А стены проклятые тонки,
И некуда больше бежать [1].

Тут возникает такое непереносимое «единство», от которого порой не в переносном, а в буквальном смысле сходят с ума. «Единство» это известно, желанно и используется начальством. Его даже использует наше «революционное право»: при Сталине мы отвечали за действия наших соседей и за их образ мыслей. Да, да! При Ленине расстреляли поэта Гумилева за то, что он знал о каком‑то заговоре и не донес. А при Сталине одному латинисту Московского университета дали строгий выговор «по партийной линии» за то, что сосед его оказался «троцкистом». И в конце 40‑х годов, когда я был в аспирантуре университета, этот выговор с него снимали. Вспомним ужас булгаковского Степы Лиходеева, когда он увидел казенные печати на комнате Берлиоза: Берлиоз умер, но Степа этого не знает. В этих обстоятельствах первая мысль советского человека — арестовали! За ней вторая мысль — что же мне теперь за это будет?!

Соседи нам даются навечно или, по крайней мере, на неопределенный срок, и мы научились дьявольски трудному искусству — «приспосабливаться» к чужим и почти всегда неприятным нам людям. Я помню всех своих соседей, помню даже соседей моих ближайших друзей. В прошлом я в совершенстве владел искусством приспособления к соседям, и только с переездом в «отдельную квартиру» начались жалобы в милицию на меня и на моих детей.

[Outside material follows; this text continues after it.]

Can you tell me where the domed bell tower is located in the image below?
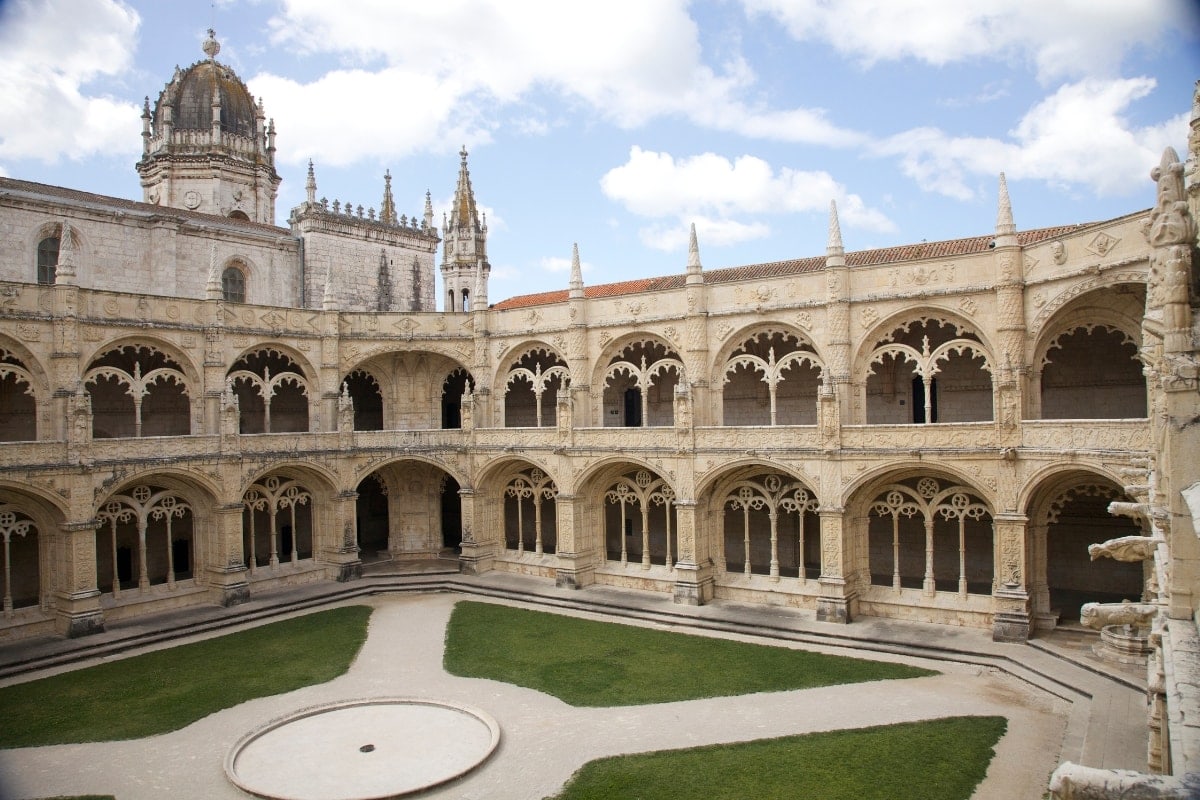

Живя в подвале, мы практически никогда не сталкивались с верхними соседями, а потолки наши были звуконепроницаемы. Наверху все годы неизменно жили две мирные семьи — Карауловы и Назаровы. С Карауловыми жила их бывшая прислуга Маша, ставшая равноправным членом их семьи. Пожилая, на все руки мастерица, грубоватая по‑деревенски, она никогда не лезла за словом в карман, была резка, прямолинейна и вместе с тем довольно добродушна и попросту добра. В первые годы она держала козу на лестничной площадке второго этажа; днем коза паслась во дворе. Родители покупали для нас у Маши козье молоко, которое мне очень не нравилось. Потом коза как‑то исчезла, но вообще‑то скотину в наших краях жителям удавалось держать даже и после войны. Еще в конце 40‑х годов я покупал для своего первого сына парное коровье молоко где‑то на Чудовке, у Крымского моста. Помню такой курьезный случай тоже после войны: в народном суде Таганского района слушалось «дело о непрописке незаконного жильца». «Непрописанным» и «незаконным жильцом» была коза, которую какой‑то обыватель держал у себя в ванной…

Настоящими соседями для нас были только люди, жившие в других комнатах нашего подвала.

Первой нашей соседкой была уже упоминавшаяся дворничиха. Она, вероятно, была очень колоритна, и мы бы хлебнули с ней немало горя, если бы самогоноварение не привело ее в скором времени в тюрьму. Так что о ней в памяти осталось только одно и очень драматичное событие, к нам не имевшее прямого отношения.

Ее дочь почему‑то оказалась на Кавказе и там не то вышла замуж, не то просто «сошлась» с каким‑то местным жителем, которого папа почему‑то называл «персом». А тем временем попечительная матушка подыскала для своей дочери выгодную партию в Москве — коммуниста. Тогда коммунисты были в большой силе, а потому и считались выгодными женихами: в глазах обывателей они как бы составляли особую породу людей, не в том смысле, в каком об этом писал Маяковский («Эта сталь, железо это…»[2]), а в меркантильном — это было как бы советское дворянство, которому обеспечены доходные места, хорошие квартиры и другие блага жизни, что было отчасти верно, а отчасти и неверно. Но обыватель видел только привлекательную сторону коммунистического бытия.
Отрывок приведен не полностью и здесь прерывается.